Quickstart for dbt Core from a manual install

dbt Core
Quickstart
Beginner
Menu

    Introduction

    When you use dbt Core to work with dbt, you will be editing files locally using a code editor, and running projects using a command line interface (CLI).

    If you want to edit files and run projects using the web-based dbt Integrated Development Environment (IDE), refer to the dbt Cloud quickstarts. You can also develop and run dbt commands using the dbt Cloud CLI — a dbt Cloud powered command line.

    Prerequisites

    • To use dbt Core, it's important that you know some basics of the Terminal. In particular, you should understand cd, ls and pwd to navigate through the directory structure of your computer easily.
    • Install dbt Core using the installation instructions for your operating system.
    • Complete appropriate Setting up and Loading data steps in the Quickstart for dbt Cloud series. For example, for BigQuery, complete Setting up (in BigQuery) and Loading data (BigQuery).
    • Create a GitHub account if you don't already have one.
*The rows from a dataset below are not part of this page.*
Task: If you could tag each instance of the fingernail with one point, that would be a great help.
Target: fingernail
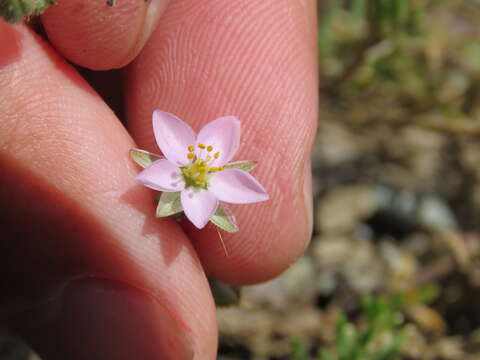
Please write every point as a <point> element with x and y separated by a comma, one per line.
<point>9,43</point>
<point>308,197</point>
<point>102,319</point>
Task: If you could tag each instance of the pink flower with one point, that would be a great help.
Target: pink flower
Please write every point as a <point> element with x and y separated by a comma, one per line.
<point>198,168</point>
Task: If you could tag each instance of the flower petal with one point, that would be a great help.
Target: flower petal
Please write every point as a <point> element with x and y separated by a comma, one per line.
<point>237,187</point>
<point>198,205</point>
<point>162,175</point>
<point>224,135</point>
<point>173,136</point>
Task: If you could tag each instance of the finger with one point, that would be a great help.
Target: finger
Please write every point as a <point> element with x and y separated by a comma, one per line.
<point>87,272</point>
<point>255,60</point>
<point>102,34</point>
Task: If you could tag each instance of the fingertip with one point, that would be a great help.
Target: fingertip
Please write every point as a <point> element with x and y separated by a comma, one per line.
<point>101,35</point>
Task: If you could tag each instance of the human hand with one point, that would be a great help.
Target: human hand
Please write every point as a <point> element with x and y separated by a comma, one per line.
<point>88,272</point>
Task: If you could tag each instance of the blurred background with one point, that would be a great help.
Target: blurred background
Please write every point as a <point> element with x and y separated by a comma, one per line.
<point>393,268</point>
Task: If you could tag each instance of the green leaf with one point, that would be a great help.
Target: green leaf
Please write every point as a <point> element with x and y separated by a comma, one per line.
<point>245,165</point>
<point>326,355</point>
<point>15,11</point>
<point>143,158</point>
<point>224,219</point>
<point>224,294</point>
<point>169,204</point>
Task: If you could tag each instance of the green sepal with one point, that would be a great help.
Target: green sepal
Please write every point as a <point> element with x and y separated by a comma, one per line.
<point>143,158</point>
<point>169,204</point>
<point>224,294</point>
<point>15,11</point>
<point>224,219</point>
<point>245,165</point>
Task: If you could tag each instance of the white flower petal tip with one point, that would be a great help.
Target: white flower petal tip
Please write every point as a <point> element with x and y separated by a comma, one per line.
<point>196,174</point>
<point>223,136</point>
<point>199,206</point>
<point>237,187</point>
<point>162,175</point>
<point>173,136</point>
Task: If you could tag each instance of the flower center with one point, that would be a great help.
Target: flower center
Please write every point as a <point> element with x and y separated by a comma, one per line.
<point>197,172</point>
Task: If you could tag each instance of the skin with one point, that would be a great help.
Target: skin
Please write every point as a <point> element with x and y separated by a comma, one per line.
<point>88,272</point>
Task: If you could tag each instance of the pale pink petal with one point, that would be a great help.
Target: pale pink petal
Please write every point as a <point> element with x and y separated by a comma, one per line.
<point>173,136</point>
<point>162,175</point>
<point>199,205</point>
<point>224,135</point>
<point>237,187</point>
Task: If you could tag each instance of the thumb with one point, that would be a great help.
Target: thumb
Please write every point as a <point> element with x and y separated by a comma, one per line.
<point>87,272</point>
<point>101,35</point>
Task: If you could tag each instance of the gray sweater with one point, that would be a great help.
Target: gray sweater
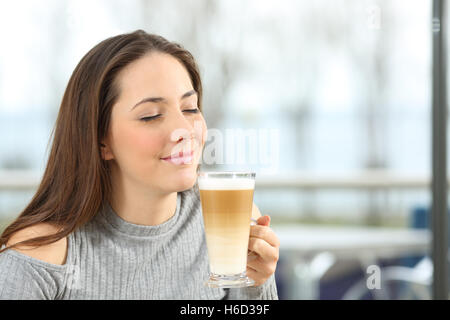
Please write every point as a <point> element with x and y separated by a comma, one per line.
<point>109,258</point>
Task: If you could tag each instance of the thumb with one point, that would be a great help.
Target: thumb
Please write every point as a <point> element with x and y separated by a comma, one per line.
<point>264,221</point>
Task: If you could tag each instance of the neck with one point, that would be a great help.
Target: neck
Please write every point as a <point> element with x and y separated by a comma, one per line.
<point>142,206</point>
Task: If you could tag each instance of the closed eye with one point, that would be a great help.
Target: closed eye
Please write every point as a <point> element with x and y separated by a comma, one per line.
<point>146,119</point>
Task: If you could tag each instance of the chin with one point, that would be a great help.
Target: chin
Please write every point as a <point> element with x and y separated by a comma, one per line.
<point>184,181</point>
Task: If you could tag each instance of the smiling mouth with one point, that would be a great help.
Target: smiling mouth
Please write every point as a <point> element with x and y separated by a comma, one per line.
<point>180,158</point>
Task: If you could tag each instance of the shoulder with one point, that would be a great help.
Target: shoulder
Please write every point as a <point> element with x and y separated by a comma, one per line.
<point>54,253</point>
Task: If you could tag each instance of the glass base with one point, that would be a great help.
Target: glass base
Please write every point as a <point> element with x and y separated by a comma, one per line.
<point>229,281</point>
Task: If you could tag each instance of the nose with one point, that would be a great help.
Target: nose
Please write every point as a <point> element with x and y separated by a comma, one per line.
<point>182,129</point>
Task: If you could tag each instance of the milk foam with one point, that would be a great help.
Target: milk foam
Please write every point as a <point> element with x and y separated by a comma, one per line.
<point>226,184</point>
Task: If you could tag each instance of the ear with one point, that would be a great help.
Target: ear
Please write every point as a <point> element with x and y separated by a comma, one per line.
<point>106,152</point>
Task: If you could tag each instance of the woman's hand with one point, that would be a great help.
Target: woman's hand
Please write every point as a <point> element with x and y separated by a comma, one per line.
<point>263,249</point>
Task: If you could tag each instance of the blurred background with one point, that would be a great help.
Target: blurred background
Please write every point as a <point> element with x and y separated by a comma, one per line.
<point>341,88</point>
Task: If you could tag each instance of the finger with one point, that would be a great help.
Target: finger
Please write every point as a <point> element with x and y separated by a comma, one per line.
<point>265,233</point>
<point>262,267</point>
<point>263,249</point>
<point>253,274</point>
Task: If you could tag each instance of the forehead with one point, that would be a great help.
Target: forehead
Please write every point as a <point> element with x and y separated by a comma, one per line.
<point>154,74</point>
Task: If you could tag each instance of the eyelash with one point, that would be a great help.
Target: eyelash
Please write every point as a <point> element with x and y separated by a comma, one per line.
<point>146,119</point>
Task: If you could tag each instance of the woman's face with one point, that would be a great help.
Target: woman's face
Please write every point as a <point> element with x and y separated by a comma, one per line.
<point>155,85</point>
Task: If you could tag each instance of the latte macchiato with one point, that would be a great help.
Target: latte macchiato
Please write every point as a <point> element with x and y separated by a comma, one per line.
<point>227,209</point>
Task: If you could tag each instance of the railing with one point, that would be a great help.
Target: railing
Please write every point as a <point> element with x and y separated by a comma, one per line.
<point>368,179</point>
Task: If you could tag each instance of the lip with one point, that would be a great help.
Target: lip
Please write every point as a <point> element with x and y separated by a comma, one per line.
<point>179,155</point>
<point>181,158</point>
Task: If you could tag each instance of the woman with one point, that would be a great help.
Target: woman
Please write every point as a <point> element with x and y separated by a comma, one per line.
<point>114,216</point>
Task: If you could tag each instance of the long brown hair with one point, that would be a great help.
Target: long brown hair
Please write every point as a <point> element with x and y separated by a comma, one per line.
<point>76,183</point>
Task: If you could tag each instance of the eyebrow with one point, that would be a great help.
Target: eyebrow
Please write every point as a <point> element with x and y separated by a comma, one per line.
<point>163,100</point>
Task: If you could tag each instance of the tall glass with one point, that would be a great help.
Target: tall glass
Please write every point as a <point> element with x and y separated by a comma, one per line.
<point>227,201</point>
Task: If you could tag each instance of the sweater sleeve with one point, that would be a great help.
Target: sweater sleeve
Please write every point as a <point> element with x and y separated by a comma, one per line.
<point>21,279</point>
<point>266,291</point>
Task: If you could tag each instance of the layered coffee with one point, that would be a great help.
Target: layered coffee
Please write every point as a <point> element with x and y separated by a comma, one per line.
<point>227,209</point>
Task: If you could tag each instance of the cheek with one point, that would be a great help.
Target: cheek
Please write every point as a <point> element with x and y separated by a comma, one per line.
<point>136,145</point>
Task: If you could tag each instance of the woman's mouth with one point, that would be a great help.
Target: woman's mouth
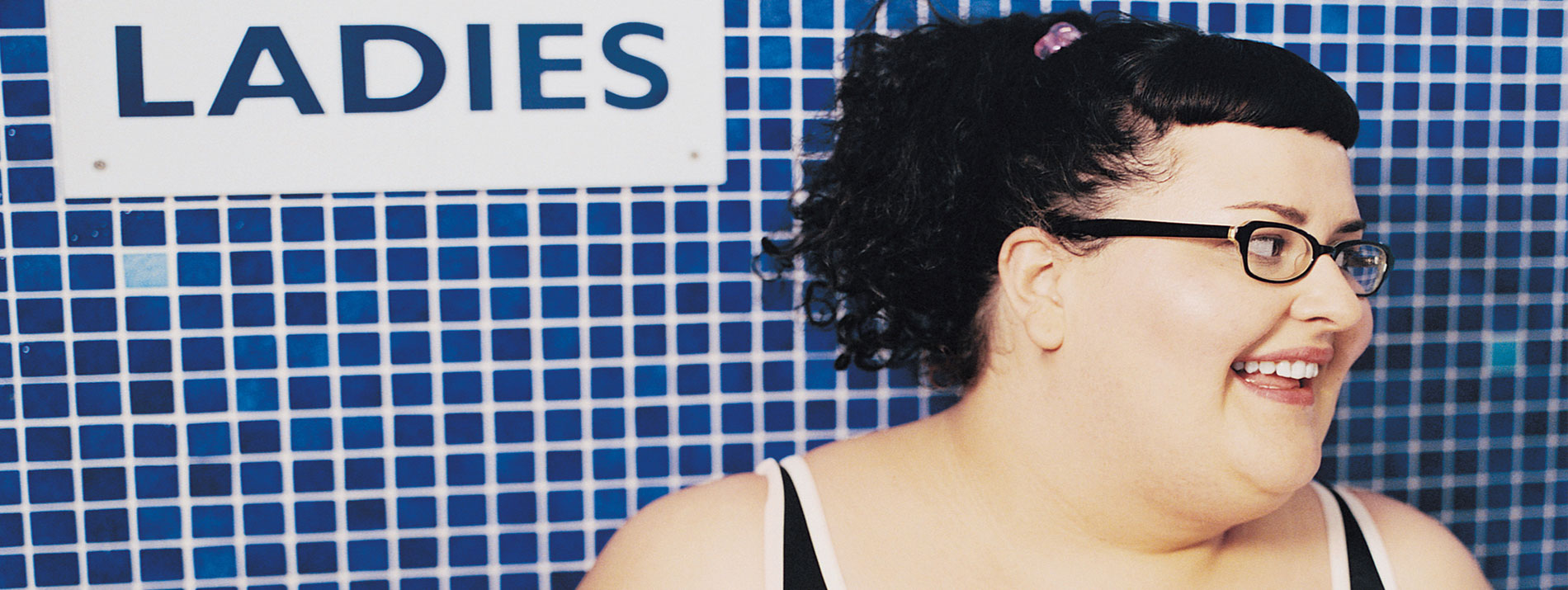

    Create a starter project

    After setting up BigQuery to work with dbt, you are ready to create a starter project with example models, before building your own models.

    Create a repository

    The following steps use GitHub as the Git provider for this guide, but you can use any Git provider. You should have already created a GitHub account.

    1. Create a new GitHub repository named dbt-tutorial.
    2. Select Public so the repository can be shared with others. You can always make it private later.
    3. Leave the default values for all other settings.
    4. Click Create repository.
    5. Save the commands from "…or create a new repository on the command line" to use later in Commit your changes.

    Create a project

    Learn how to use a series of commands using the command line of the Terminal to create your project. dbt Core includes an init command that helps scaffold a dbt project.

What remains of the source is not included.